Even so, nearly four out of five homes across Greece remain uninsured, leaving a large portion of the country's housing stock vulnerable to losses from earthquakes, extreme weather and other hazards.
The strongest growth is occurring in policies that combine protection against earthquakes and weather-related damage. Such contracts increased by 27.8% in 2025 to 846,620 properties and now account for more than 70% of all building insurance policies, up from 62% a year earlier.

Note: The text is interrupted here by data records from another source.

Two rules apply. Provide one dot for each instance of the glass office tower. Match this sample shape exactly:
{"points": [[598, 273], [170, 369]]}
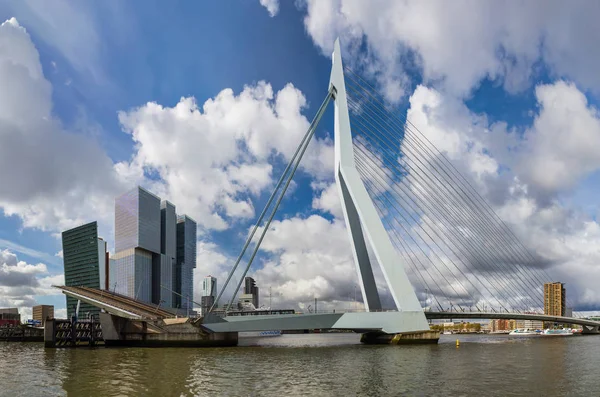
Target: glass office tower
{"points": [[137, 244], [186, 260], [155, 250], [84, 257]]}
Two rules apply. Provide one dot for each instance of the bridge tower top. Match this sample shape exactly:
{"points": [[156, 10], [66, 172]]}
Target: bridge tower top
{"points": [[360, 213]]}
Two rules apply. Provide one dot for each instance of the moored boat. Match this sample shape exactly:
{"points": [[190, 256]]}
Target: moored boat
{"points": [[557, 332], [523, 332]]}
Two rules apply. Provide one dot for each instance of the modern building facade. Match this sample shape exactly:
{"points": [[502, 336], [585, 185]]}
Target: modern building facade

At the same time, demand for more limited coverage appears to be fading. Policies covering only earthquake risks have been declining steadily, while contracts focused exclusively on weather-related events also recorded a slight decrease. The trend suggests that homeowners are increasingly opting for broader insurance packages as awareness of multiple climate and seismic risks grows.
Building coverage remains the core of the market. Of the 1.36 million residential insurance contracts in force, roughly 1.18 million include protection for the structure itself, either on a standalone basis or alongside contents insurance. By contrast, policies covering only household contents continued to decline. Banks remain a major driver of insurance penetration. More than half of insured homes are linked to outstanding mortgages, reflecting lenders' requirements for borrowers to maintain coverage on pledged properties. Nearly 692,000 insured homes were associated with mortgage-backed loans in 2025, representing 58.4% of all policies covering residential buildings.
The figures suggest that while voluntary demand for insurance is growing, a significant portion of market expansion continues to be tied to bank financing rather than entirely homeowner-led decisions.
The market is also highly concentrated geographically. The Athens metropolitan region accounted for nearly 46% of all residential insurance policies nationwide and recorded the highest insurance penetration rate at 28.8%, well above the national average. Coverage rates remain significantly lower in several peripheral regions, including the North Aegean islands, Western Macedonia and Epirus.